Don't Sweat the Ad Blocker Drama

You may have read with some dread (as I did) about Google’s various initiatives to block ad-blockers in Chrome by effectively breaking the Chrome Extension features via something called Manifest V3. What are we going to call these anyway, ad-blocker-blockers? :)

Ars Technica has a great write-up entitled Google Chrome will limit ad blockers starting June 2024 if you want to learn more.

But here’s a quick tip to help you avoid this limitation and so so much more.

Just use a network-level ad blocker

You may have heard of a PiHole - it’s not an insult but a way to use a RaspberryPi to filter your DNS traffic on your network. It’s fine and all but it’s another thing to maintain and only works on your home network (although that’s excellent), and seems generally limited to me.

Instead, I’ve been using a service that is similar, takes zero set up, and works anywhere I am in the world: NextDNS.

Rather than leaning on your browser to block all the baddies, just let your network deny access entirely. This works in your web browser, but it also works on all your mobile apps, on your smart TVs, everything. It’s way better than an ad blocker.

It starts out free, but if you do a lot on the internet (or have many people and devices at your house like I do), you’ll probably have to pay. It’s only $1.65/mo and so worth it.

How it works

Just create an account at NextDNS (that link gives me a very small credit towards my account BTW), “link your IP address” so that your local network is protected across all your devices (as I mentioned above) and adjust your router to use their DNS IP addresses instead of your ISP’s. Do make sure to update the linked IP if yours changes, mine rarely does.

If your router has support for DNS over HTTPS, you can set that and forget it.

Add it to your browser

That works when you’re at home.
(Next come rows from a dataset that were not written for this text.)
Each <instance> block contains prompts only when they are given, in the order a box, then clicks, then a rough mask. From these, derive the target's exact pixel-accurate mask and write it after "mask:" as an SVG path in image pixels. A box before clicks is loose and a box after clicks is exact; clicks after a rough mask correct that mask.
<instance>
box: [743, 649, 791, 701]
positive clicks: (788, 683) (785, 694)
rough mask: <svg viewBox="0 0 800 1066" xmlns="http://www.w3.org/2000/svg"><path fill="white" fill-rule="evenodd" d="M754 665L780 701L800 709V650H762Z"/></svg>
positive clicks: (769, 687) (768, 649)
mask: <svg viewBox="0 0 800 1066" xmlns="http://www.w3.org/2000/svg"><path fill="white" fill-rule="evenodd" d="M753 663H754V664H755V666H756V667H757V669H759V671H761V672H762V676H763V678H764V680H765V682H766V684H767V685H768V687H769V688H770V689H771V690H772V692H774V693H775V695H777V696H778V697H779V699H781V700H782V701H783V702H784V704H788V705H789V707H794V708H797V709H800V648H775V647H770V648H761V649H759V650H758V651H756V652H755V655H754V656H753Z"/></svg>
But what if you are at a coffee shop or traveling, or even using a VPN that changes the DNS?

You’ll definitely want to enter the DNS over HTTP from your account into your browser as well. Then you have it globally!
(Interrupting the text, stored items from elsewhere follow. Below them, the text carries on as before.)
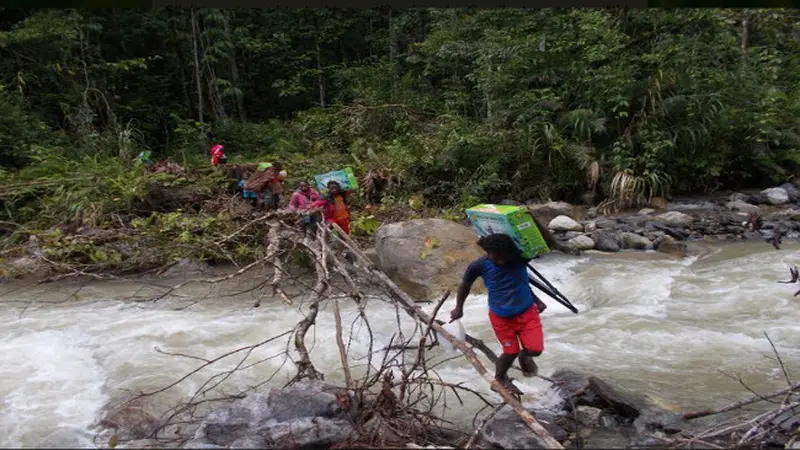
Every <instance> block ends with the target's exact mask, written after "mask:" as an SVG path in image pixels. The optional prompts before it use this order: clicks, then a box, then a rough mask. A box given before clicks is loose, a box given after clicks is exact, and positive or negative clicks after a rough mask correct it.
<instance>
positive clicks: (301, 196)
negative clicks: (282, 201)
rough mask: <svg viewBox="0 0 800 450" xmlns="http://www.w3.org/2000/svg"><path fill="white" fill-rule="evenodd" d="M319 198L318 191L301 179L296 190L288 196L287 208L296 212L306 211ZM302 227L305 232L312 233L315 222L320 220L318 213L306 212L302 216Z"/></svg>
mask: <svg viewBox="0 0 800 450" xmlns="http://www.w3.org/2000/svg"><path fill="white" fill-rule="evenodd" d="M318 200H319V192H317V191H316V190H315V189H313V188H312V187H311V186H309V185H308V183H306V182H305V181H301V182H300V184H299V185H298V186H297V190H296V191H294V193H292V196H291V198H289V209H290V210H292V211H297V212H306V211H308V210H310V209H311V208H312V205H313V204H314V202H316V201H318ZM302 220H303V227H304V228H305V230H306V233H310V234H311V235H313V234H314V233H316V231H317V223H319V222H320V218H319V213H318V212H316V213H314V214H307V215H305V216H303V219H302Z"/></svg>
Enjoy the cleaner and safer web again

Now you should have all your devices at home running ad/malware/tracking free as well as your browser while out and about. You can see just one day of a couple of us a home here:

Please disable your ad blocker…

Ooops. If you run an ad blocker, you’ll run across some sh*tty company that makes you disable your ad blocker to continue all the while forcing potentially malicuous and definitely privacy invading content on you. That’s why you care about this post at all, right?

But what if you need to disable this whole setup? It would be a mega pain to reconfigure your DNS and your router. But no need.

Just install a second browser and set its DNS to use a non-blocking DNS such as Cloudflare’s 1.1.1.1. Even though this is sold as a privacy-oriented DNS, it’s not blocking anything other than malware.

I use Vivaldi as my main browser. So I set up Firefox as a fallback. When anything fails to work because of all the blocking, I just launch Firefox and everything works (albeit without the privacy).

Here are my DNS settings in Firefox:

Note: Safari won’t work here because it doesn’t allow you to configure the DNS (hence making it a crummy browser choice all together anyway).

Chrome Gonna Chrome

So regardless of whether Chrome and Google go further away from their “Don’t be evil” pledge and turn Chrome even more into an ad surveillance tool by breaking ad blockers, you’ll be way more protected.

You probably should be using Vivaldi or another browser other than Chrome. But that’s another conversation for another post. Even so, this makes privacy-first browsers like Vivaldi and Firefox better as well.